Aquella jornada calurosa del 26 de julio, Miguel no solo se destacó por ser el primero en ganar una contrarreloj; se convirtió en el primer español en conseguirlo en esta gran prueba. Este hombre nacido en Palma en 1928 no era solo un corredor talentoso; era un verdadero ícono del ciclismo balear. Con victorias también en competiciones como la Vuelta a Andalucía y la Volta a Catalunya, su nombre resonó fuerte entre sus contemporáneos.
Un triunfo que perdura
Bover cubrió los 73 kilómetros entre Saint Etienne y Lyon con una velocidad impresionante. Marcó un tiempo de 1 hora, 14 minutos y 47 segundos, superando al belga Jan Adriaensens por apenas un segundo. Esa victoria lo catapultó a la historia y hasta hoy sigue siendo el único mallorquín que puede presumir de tal hazaña.
A pesar de que otros ciclistas han tenido sus momentos brillantes -como Toni Tauler o Enric Mas-, ninguno ha alcanzado los honores que Bover logró hace siete décadas. Hasta Miguel Poblet se sumó a esa épica edición del Tour junto a él, ambos dejando su marca tras recorrer casi 4.500 kilómetros desde Reims hasta París.

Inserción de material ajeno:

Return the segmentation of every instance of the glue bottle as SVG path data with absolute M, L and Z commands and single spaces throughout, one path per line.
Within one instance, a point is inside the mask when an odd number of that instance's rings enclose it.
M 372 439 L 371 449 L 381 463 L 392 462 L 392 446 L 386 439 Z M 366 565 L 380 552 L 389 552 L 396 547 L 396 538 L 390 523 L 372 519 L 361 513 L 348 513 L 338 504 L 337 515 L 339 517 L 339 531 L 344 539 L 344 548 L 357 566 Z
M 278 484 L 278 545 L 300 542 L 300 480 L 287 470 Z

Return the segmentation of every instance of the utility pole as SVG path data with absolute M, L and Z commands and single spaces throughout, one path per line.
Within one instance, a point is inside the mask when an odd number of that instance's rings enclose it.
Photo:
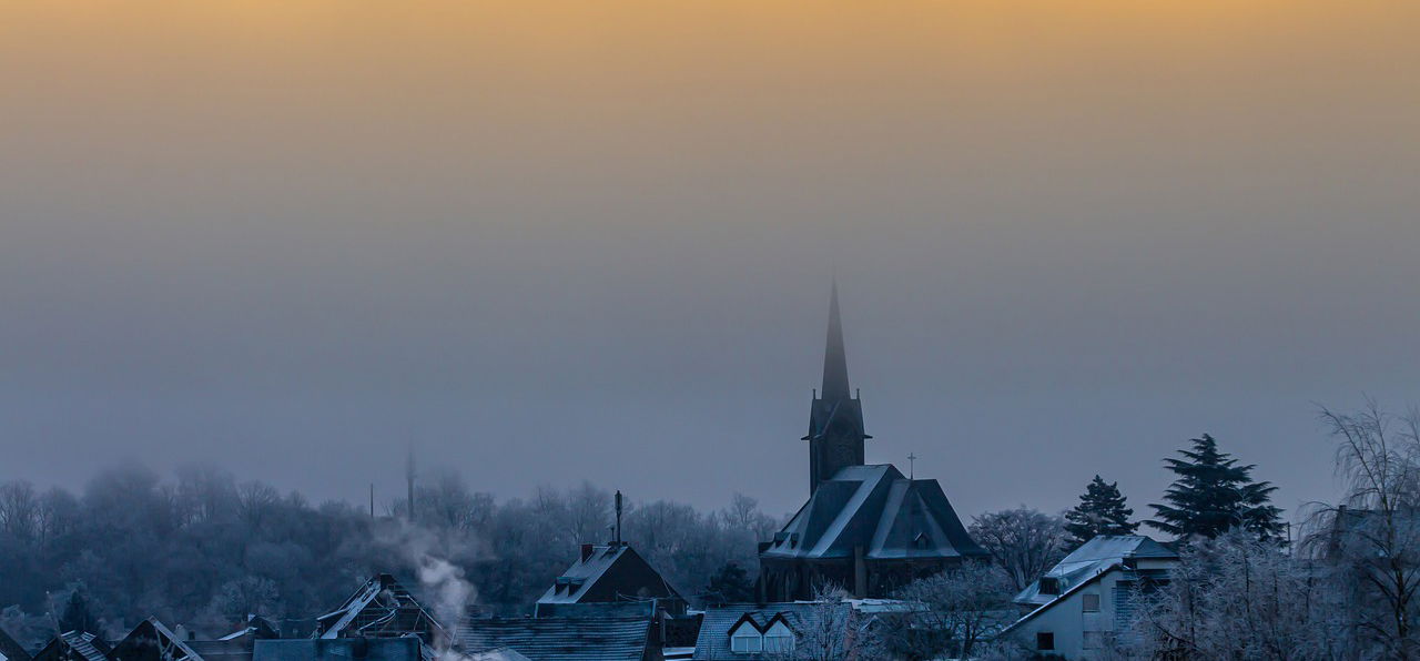
M 621 489 L 616 489 L 616 546 L 621 546 Z
M 409 462 L 406 464 L 405 478 L 409 479 L 409 499 L 405 501 L 405 506 L 409 509 L 405 512 L 405 519 L 410 523 L 415 522 L 415 445 L 409 445 Z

Desafortunadamente, diez años después de aquel triunfo inolvidable, la vida le jugó una mala pasada y perdió la vida trágicamente en un accidente de tráfico. Sin embargo, su legado sigue vivo entre nosotros, recordándonos que hay logros que trascienden el tiempo y permanecen grabados para siempre en nuestros corazones.